Pope Benedict XVI, 2005
Read the Document DEUS CARITAS ES
Pope Benedict XVI wrote the encyclical Deus Caritas Est in 2005 about God’s love for humanity. In a world where the name of God is sometimes associated with vengeance or even hatred, Benedict seeks to speak of the limitless love that God lavishes on humanity.
The encyclical is divided into two parts. The first section discusses God’s love and the reality of human love. In the second part, Benedict focuses on the commandment to love one’s neighbor especially the laities role in creating a just society.
Love is one of the most frequently used words to express one’s emotions, yet the word has several different meanings. Love between a man and a woman is known as eros, an ancient Greek term used only twice in the Old Testament and never in the New Testament. The Gospel writers preferred the term agape to describe Christian love demonstrated by Jesus.
In contemporary language, eros is often reduced to pure “sex” as a commodity. Society has relegated eros to a simple biological function rather than as a component of overall existential freedom. In contrast, agape is used to describe a “searching” love – one that involves the real discovery of another and moving beyond selfish character.
These two forms of love, eros and agape, can never be completely separated. If one wishes to give love, they must also be able to receive love. These two concepts represent two different dimensions of love and when completely separated from one another the result is an incomplete notion of love.
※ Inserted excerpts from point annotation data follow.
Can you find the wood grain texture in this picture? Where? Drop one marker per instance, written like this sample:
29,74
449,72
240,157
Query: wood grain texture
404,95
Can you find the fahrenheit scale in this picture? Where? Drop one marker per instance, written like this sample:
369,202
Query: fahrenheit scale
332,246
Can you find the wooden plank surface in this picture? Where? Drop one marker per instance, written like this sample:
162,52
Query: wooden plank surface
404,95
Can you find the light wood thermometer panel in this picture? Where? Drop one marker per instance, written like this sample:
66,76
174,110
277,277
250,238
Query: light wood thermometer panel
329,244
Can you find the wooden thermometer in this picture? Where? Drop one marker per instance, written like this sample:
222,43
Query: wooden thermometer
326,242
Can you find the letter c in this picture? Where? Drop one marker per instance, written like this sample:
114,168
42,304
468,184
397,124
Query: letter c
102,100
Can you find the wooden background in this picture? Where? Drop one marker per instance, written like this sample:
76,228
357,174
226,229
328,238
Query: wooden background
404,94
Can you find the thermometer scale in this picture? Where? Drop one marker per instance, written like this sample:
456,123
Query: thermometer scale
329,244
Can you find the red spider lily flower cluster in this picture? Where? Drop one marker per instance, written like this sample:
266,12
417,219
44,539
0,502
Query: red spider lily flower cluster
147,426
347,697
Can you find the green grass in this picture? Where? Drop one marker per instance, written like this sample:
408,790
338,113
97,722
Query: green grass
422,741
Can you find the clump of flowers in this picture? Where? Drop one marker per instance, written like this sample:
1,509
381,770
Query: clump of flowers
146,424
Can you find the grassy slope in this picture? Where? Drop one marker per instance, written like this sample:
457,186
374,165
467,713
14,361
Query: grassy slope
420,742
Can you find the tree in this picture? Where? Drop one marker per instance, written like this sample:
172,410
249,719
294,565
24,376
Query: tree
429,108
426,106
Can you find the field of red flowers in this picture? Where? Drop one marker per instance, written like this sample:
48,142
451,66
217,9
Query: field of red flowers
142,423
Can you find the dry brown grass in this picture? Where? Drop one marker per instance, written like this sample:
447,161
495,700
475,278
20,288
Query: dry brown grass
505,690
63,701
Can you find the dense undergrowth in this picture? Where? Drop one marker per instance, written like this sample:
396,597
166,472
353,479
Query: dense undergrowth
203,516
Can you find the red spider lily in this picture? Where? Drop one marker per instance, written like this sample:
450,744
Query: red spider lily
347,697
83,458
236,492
The Church is called to proclaim the word of God, celebrate the sacraments, and practice the ministry of charity – all of which are equally important. The Church and Christians are called to join in the struggle for justice and love in the world today. As believers it is our responsibility to show our love of neighbors grounded in love of God.
Pope Benedict XVI points out that it is the role of the laity to create a just society in their communities and nations. It is the role of the Bishops, he says, to teach the laity what a just society looks like.
The Church’s charity is independent of parties and ideologies, and is a concrete way to show the love which humanity needs. Charitable activities ought to be guided by faith and a mission of love.
Jesus is the ultimate example of love. “His death on the Cross is the culmination of that turning of God against himself in which he gives himself in order to raise man up and save him.” (Paragraph 12) God loved humanity first, and in loving our neighbors we demonstrate our love for Him.